А когда Мария падала без чувств и из уст ее вырывались слова любви, ‘Учитель, Иисусе мой любимый, возлюбленный мой Господи, приди ко мне’, когда мольба ее превращалась в одну скорбную мелодию любовной тоски, — энтузиазм толпы доходил до безумия. Один за другим, словно в бреду, с дрожью ужаса, точно свершая нечто такое, что превосходит человеческие понятия, подходили они к Марии, погружали, как в кропильницу, пальцы в ее открытую рану на боку и, окропляя себя этой кровью, чувствовали в себе и над собой близкое присутствие Бога, наполнявшее их души мистическим страхом.
Община крепла духом, но живой источник ее таинственных волнений и экстаза — сама Мария таяла и слабела. Вскоре она почувствовала, что чистый поток ее духовных стремлений и полетов к возлюбленному как бы иссякает и мутится весьма сильно чувственными элементами.
Снова ее стало тянуть к старому, греховные мысли все чаще и чаще преследовали ее по ночам, все громче и громче звучал голос крови и страстной тоски.
Сознание ее то гасло, то вновь разгоралось, она то становилась ясновидящей, то погружалась в бездну тоски и безумия. Мария становилась раздражительной, дикой, несдержанной.
Она отказывалась слушаться старейшин, запиралась в своей келье, и часто вся община подолгу дожидалась ее напрасно. Несмотря на все настояния, Мария отказывалась показываться верующим.
Однажды попробовали привести ее силой, но тогда она до того разозлилась, что, казалось, ею овладели все демоны, взятые вместе.

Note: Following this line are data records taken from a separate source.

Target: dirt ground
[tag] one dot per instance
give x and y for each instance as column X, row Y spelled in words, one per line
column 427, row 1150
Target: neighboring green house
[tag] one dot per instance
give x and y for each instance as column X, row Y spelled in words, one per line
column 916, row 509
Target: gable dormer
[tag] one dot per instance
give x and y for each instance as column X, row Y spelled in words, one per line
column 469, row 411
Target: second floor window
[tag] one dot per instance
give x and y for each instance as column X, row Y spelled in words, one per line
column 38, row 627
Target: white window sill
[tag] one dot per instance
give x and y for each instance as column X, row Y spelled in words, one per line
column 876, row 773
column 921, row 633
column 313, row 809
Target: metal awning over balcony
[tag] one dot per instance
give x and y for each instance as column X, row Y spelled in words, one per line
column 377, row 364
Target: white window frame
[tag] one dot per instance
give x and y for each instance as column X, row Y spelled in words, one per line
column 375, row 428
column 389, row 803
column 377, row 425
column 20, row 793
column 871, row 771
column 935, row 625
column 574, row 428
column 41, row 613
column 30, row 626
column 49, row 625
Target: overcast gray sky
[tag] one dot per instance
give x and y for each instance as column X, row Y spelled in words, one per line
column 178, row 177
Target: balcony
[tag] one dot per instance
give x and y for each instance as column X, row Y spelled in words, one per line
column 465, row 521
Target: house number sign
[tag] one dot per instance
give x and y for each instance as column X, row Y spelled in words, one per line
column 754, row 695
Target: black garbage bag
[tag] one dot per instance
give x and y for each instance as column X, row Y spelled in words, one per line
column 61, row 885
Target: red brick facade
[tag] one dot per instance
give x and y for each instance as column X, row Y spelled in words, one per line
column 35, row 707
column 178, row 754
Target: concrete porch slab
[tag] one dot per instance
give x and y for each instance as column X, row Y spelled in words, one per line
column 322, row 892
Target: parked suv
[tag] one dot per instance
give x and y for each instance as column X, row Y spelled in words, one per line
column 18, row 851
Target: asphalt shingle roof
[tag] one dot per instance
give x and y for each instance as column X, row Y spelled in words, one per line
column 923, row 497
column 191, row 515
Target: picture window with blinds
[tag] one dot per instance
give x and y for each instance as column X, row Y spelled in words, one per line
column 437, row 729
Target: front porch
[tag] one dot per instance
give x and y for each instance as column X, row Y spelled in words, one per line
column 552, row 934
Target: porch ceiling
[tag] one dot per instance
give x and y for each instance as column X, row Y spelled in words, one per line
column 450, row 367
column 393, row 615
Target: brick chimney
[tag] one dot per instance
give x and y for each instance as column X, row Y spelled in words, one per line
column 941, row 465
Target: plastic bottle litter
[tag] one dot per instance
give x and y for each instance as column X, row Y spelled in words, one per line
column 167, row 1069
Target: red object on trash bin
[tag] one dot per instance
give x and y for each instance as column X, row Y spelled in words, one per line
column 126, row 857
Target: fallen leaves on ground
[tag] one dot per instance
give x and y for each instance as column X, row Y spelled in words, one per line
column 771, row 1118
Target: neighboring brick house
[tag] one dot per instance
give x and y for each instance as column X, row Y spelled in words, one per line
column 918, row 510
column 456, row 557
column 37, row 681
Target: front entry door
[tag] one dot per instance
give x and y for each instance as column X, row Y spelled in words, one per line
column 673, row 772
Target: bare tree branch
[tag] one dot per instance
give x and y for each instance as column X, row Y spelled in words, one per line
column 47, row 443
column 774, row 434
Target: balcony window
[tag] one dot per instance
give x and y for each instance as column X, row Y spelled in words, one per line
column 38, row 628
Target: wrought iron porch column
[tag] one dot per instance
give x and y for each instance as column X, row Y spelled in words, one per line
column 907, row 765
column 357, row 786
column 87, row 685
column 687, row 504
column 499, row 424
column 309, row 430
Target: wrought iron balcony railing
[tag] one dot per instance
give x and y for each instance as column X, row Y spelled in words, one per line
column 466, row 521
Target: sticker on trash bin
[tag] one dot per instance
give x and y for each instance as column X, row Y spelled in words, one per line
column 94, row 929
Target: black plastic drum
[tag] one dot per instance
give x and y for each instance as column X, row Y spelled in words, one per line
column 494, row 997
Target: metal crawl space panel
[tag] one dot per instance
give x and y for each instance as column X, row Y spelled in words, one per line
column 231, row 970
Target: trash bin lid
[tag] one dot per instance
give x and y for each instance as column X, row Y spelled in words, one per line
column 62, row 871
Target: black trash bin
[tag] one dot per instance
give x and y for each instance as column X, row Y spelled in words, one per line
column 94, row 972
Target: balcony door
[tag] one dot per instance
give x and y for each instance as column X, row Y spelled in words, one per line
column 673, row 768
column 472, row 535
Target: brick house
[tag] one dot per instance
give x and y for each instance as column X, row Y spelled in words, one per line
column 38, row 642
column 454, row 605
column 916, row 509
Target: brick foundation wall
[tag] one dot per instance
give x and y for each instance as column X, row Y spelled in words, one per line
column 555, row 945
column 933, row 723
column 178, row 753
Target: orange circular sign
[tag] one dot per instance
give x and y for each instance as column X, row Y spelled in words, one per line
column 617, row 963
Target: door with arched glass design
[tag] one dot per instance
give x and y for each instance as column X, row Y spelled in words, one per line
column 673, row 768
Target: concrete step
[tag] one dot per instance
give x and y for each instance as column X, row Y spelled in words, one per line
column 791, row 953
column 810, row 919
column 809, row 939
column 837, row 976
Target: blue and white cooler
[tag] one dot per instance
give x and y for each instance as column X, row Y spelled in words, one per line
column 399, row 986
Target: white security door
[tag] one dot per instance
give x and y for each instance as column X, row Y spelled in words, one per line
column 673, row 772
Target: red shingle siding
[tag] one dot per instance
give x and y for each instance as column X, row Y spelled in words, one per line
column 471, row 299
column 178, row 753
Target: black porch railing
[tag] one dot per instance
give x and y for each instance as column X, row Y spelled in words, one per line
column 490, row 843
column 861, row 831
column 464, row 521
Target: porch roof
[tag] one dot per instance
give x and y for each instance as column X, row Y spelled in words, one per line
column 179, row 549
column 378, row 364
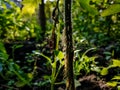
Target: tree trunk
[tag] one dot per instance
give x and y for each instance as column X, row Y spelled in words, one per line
column 42, row 17
column 68, row 47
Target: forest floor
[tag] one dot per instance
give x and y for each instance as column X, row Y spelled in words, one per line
column 88, row 82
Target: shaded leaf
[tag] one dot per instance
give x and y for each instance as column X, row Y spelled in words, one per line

Едва только Максимин обратился к ней, как раздался ее звонкий, напряженный голос и полилась звучная, греческая, шаловливая песенка Тимона. Мария стала раскачиваться в такт ей из стороны в сторону и быстро расплетать свои косы. Распущенные волосы, словно огненные змеи, завивались прядями вокруг лба и шеи, покрыв плечи и спину золотистым потоком.
Возмущенный Максимин ударил посохом об пол и стал публично стыдить ее.
Лицо Марии побледнело и стало белым, как бумага. Страшная, словно привидение, дерзко повернувшись к настоятелю, с изменившимися до неузнаваемости темно-синими глазами, она неожиданно разразилась диким криком:
— Что вы со мной сделали, вы, вы, вы все? Вы замутили до глубины души тихий покой моего сердца… столкнули меня в бездну греховную… Мои жилы благодаря вам наполнились кровью и грозят лопнуть… Я упивалась сладостью его крови, вы сделали то, что я умираю и погибаю теперь от жажды… Вы оболгали меня, испоганили красу мою, которую он так любил… Вы питаетесь мной, как шакалы, разрываете на части сердце мое, пьете по каплям, как вампиры, кровь мою! Сосете меня, как щенята львицу, рвете на куски мою душу… вы… вы… вы…
У нее захватило дух, не хватало слов. Прочь растолкала Мария диаконов, вбежала в свою келью и стала, как другие, кататься по полу и биться головой о стены.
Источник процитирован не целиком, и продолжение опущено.